Jane Tolmie (PhD Harvard, DPhil Oxon, Rhodes Scholar) is a medievalist and literature and comics specialist with research interests in: performance and theatre (medieval and modern); sequential art; science fiction and fantasy; feminist, queer, and gender theory; autobiography/self-narration; and social justice. Her current research projects engage with critical disability studies and storytelling, and reproductive justice in popular culture. She supervises MA and PhD students in a range of disciplines including Gender Studies, English, Cultural Studies, and Education.

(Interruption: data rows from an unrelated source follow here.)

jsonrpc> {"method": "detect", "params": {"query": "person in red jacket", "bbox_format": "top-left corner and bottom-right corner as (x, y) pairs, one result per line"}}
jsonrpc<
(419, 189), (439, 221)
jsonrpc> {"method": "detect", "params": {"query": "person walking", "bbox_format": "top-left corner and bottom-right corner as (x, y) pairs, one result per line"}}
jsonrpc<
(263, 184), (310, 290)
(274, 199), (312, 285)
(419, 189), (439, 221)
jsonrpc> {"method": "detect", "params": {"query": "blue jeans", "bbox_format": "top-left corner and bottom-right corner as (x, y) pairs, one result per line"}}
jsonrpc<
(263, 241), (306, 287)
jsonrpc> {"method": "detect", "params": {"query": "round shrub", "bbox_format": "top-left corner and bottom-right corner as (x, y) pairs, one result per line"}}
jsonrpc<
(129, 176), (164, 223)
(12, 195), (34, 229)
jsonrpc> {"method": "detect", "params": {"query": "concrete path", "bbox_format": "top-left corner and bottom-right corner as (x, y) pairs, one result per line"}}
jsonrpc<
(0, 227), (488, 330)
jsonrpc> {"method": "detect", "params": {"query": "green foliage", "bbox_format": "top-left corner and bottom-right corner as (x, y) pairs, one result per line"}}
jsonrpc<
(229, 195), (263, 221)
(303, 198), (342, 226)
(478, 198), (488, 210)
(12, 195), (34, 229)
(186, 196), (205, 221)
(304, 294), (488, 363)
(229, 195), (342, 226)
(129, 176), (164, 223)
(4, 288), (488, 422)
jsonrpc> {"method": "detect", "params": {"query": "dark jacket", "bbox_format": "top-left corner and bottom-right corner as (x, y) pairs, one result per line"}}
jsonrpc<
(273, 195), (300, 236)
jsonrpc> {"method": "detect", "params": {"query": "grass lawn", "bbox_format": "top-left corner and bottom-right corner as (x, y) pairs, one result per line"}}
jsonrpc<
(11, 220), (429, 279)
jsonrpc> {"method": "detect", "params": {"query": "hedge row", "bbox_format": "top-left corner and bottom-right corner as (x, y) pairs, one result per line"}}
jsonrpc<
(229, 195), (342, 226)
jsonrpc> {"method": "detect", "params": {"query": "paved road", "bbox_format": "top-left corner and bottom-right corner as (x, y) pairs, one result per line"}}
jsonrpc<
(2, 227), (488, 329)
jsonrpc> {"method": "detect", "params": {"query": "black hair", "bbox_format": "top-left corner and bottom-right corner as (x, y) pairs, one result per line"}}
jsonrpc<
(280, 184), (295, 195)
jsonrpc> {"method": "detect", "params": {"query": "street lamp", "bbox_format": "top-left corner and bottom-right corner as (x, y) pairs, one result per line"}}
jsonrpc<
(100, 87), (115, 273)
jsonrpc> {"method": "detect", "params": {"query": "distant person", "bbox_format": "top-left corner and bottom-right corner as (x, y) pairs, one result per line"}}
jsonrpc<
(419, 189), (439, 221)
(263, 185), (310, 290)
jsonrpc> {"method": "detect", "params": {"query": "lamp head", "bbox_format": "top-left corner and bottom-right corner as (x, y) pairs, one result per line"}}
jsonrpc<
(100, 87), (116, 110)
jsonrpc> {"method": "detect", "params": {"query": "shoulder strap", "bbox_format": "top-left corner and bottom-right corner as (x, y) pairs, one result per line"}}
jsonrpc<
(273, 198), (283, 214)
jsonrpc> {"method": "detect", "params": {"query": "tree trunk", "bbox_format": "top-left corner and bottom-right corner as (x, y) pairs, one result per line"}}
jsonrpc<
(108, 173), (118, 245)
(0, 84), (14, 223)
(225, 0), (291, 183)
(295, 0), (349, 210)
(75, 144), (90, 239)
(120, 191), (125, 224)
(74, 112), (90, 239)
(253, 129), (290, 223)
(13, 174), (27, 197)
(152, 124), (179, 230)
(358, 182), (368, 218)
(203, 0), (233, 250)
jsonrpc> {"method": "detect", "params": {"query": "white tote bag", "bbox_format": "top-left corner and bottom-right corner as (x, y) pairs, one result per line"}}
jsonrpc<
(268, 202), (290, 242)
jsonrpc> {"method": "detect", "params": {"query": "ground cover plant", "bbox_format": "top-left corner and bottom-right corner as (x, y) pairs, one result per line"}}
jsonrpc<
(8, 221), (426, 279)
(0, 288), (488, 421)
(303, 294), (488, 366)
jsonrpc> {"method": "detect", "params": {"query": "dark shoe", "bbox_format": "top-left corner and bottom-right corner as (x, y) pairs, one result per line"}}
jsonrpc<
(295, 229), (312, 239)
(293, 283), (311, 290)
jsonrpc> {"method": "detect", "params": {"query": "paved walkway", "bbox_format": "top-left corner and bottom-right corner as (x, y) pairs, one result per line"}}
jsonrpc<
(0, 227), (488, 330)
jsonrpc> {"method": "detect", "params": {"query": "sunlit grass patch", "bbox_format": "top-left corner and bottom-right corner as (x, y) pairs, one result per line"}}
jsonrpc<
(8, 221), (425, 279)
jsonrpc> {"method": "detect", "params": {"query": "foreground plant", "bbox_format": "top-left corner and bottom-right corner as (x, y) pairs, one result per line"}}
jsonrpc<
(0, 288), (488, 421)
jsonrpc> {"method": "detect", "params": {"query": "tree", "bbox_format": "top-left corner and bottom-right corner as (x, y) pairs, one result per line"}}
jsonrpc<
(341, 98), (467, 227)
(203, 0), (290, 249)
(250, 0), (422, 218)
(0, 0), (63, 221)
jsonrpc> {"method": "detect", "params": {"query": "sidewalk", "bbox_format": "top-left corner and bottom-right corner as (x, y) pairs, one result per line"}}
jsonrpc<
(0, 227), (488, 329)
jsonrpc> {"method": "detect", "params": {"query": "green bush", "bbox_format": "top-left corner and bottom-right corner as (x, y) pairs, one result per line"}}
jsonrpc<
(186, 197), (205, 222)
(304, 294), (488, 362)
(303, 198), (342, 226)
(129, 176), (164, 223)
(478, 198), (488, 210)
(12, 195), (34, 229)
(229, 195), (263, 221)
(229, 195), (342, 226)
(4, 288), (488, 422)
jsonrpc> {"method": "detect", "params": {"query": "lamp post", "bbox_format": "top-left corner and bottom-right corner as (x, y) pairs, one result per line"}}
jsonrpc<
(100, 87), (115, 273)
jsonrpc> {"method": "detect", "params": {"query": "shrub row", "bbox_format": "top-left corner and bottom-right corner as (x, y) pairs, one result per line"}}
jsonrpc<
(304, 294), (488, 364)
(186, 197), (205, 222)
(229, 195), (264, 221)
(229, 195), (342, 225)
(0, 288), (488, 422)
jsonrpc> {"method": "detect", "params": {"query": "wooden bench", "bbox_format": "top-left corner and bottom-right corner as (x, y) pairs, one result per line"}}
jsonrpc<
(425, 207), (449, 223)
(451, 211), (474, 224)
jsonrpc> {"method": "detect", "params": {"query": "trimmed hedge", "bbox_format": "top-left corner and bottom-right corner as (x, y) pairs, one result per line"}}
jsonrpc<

She is a poet, feminist activist, blogger (HuffPo), and a member of Informed Opinions. She regularly contributes interviews on topics in feminist studies and popular culture, e.g. “Do trigger warnings create a safe space for students, or coddle them?” Interview. CBC Radio The Sunday Edition. 29 November, 2015.
In connection with her work in popular culture, in this case the practice of fanvidding, she is an advocate of public and academic engagement with fandom; see appendix O of a case brought before the U.S. Copyright office at the library of Congress in 2011.
Jane is an Associate Professor in Gender Studies, cross-appointed to English and affiliated with the graduate program in Cultural Studies.
Comics and sequential art, feminism, queer theory, reproductive justice, theatre and performance, science fiction, fantasy, disability studies, art activism.